The air belongs to this class of things for two reasons. First, it is not susceptible of occupation; and second its common use is destined for all men. For the same reasons the sea is common to all, because it is so limitless that it cannot become a possession of any one, and because it is adapted for the use of all, whether we consider it from the point of view of navigation or of fisheries.

==Publication history==

Mare Liberum was published by Elzevier in the spring of 1609. It has been translated into English twice.
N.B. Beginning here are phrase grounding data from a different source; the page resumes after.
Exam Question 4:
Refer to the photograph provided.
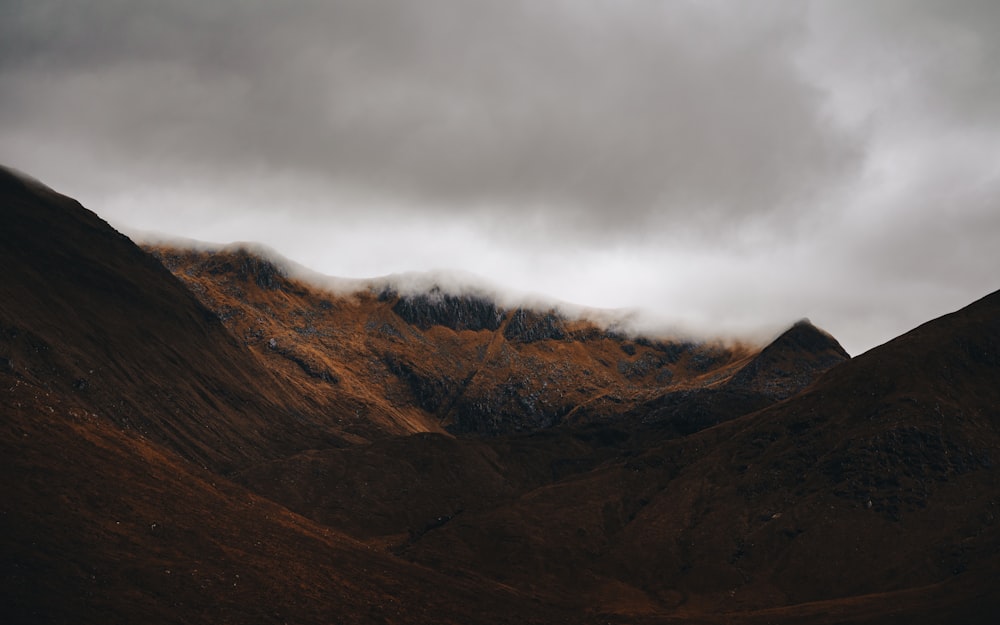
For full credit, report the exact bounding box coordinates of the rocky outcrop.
[503,309,566,343]
[150,246,290,291]
[390,288,505,332]
[448,378,569,436]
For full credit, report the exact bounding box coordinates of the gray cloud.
[1,0,998,354]
[0,1,859,235]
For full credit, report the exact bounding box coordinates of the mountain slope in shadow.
[0,167,345,472]
[395,289,1000,620]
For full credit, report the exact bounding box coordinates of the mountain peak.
[774,318,850,359]
[727,319,850,399]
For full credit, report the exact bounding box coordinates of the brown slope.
[0,167,340,472]
[393,290,1000,622]
[235,424,637,546]
[0,372,583,625]
[145,245,448,439]
[147,244,765,438]
[634,287,1000,608]
[666,291,1000,615]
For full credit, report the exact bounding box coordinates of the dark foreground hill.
[3,165,998,623]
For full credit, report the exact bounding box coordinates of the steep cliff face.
[390,288,505,332]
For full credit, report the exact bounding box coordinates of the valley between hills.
[3,165,999,624]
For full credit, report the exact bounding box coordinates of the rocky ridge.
[147,244,851,438]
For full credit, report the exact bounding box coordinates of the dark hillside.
[393,291,1000,621]
[0,167,337,471]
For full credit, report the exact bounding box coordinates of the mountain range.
[3,164,998,623]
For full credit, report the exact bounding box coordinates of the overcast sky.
[3,1,999,355]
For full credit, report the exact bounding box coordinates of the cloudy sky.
[3,1,999,355]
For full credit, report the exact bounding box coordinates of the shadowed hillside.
[0,168,348,472]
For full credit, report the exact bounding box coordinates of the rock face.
[503,309,567,343]
[390,288,505,332]
[6,165,1000,625]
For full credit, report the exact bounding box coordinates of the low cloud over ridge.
[2,1,999,356]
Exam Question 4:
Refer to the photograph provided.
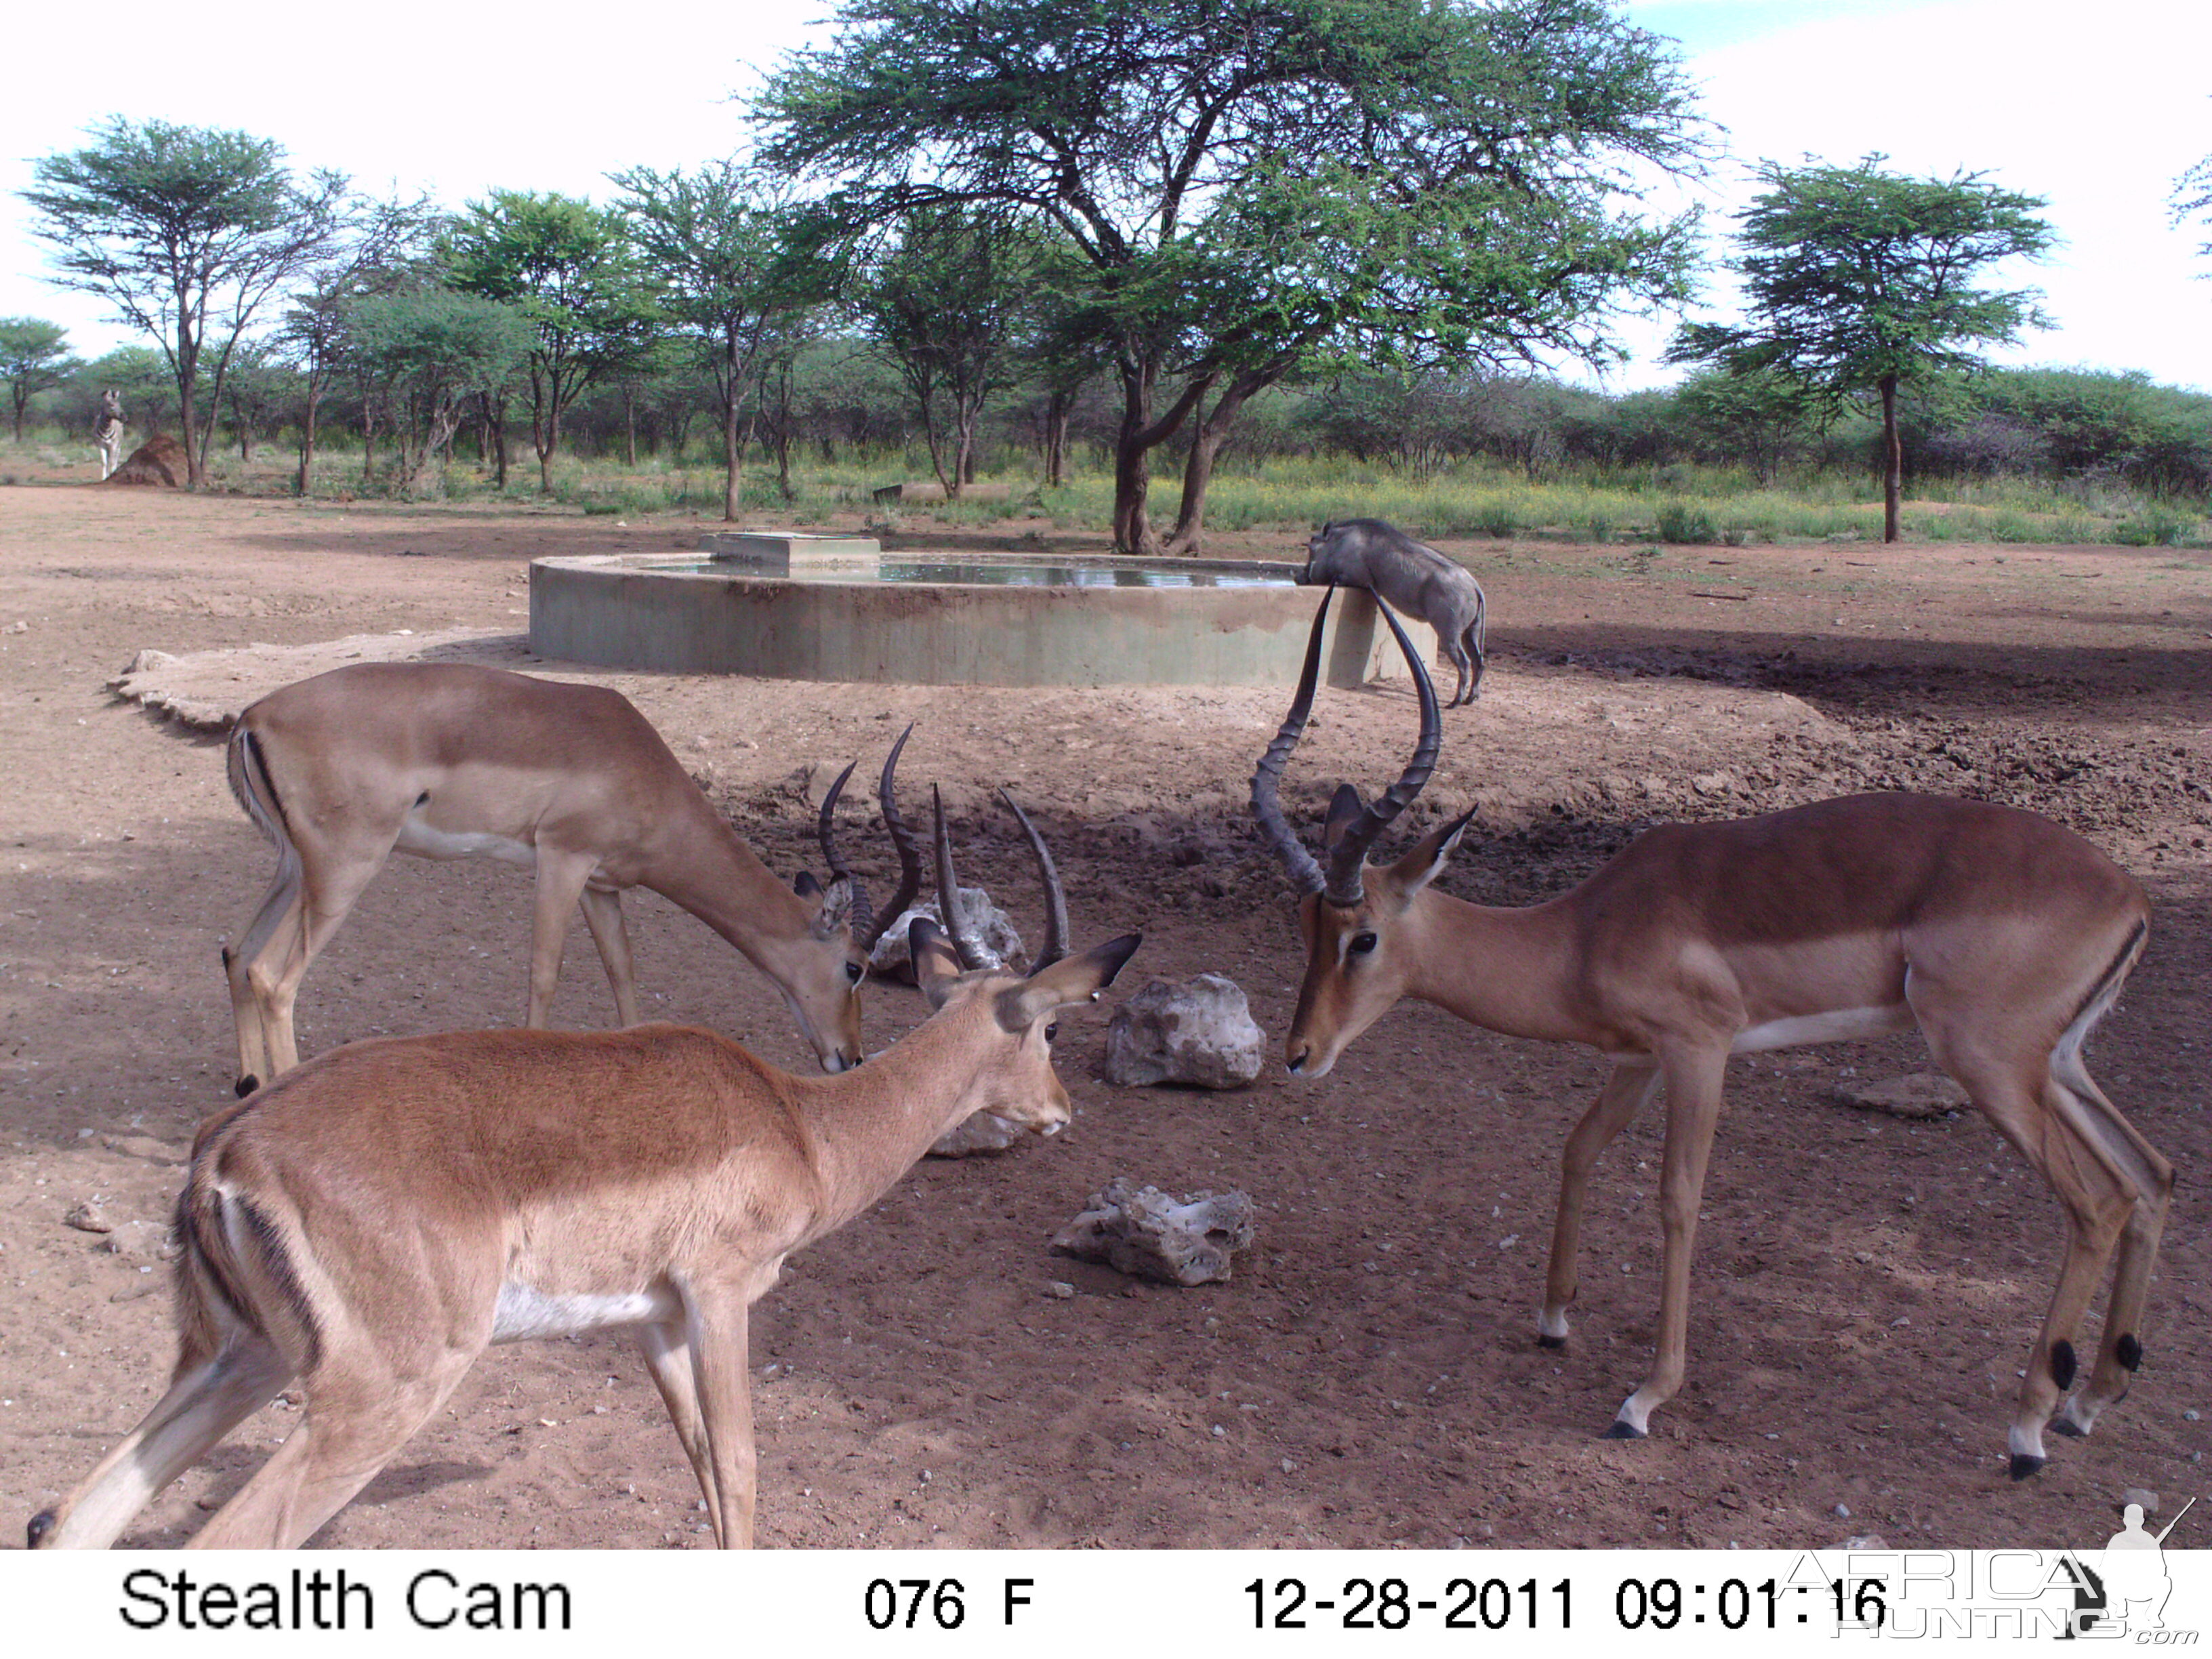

The first translation was by Richard Hakluyt, and was completed some time between the publication of Mare Liberum in 1609 and Hakluyt's death in 1616. However, Hakluyt's translation was only published for the first time in 2004 under the title The Free Sea as part of Liberty Fund's "Natural Law and Enlightenment Classics" series. The second translation was by Ralph Van Deman Magoffin, associate professor of Greek and Roman History at Johns Hopkins University. This translation was a part of a debate on free shipping during the First World War, and was published by the Carnegie Endowment for International Peace and Oxford University Press in 1916 as The Freedom of the Seas, Or, The Right Which Belongs to the Dutch to Take Part in the East Indian Trade.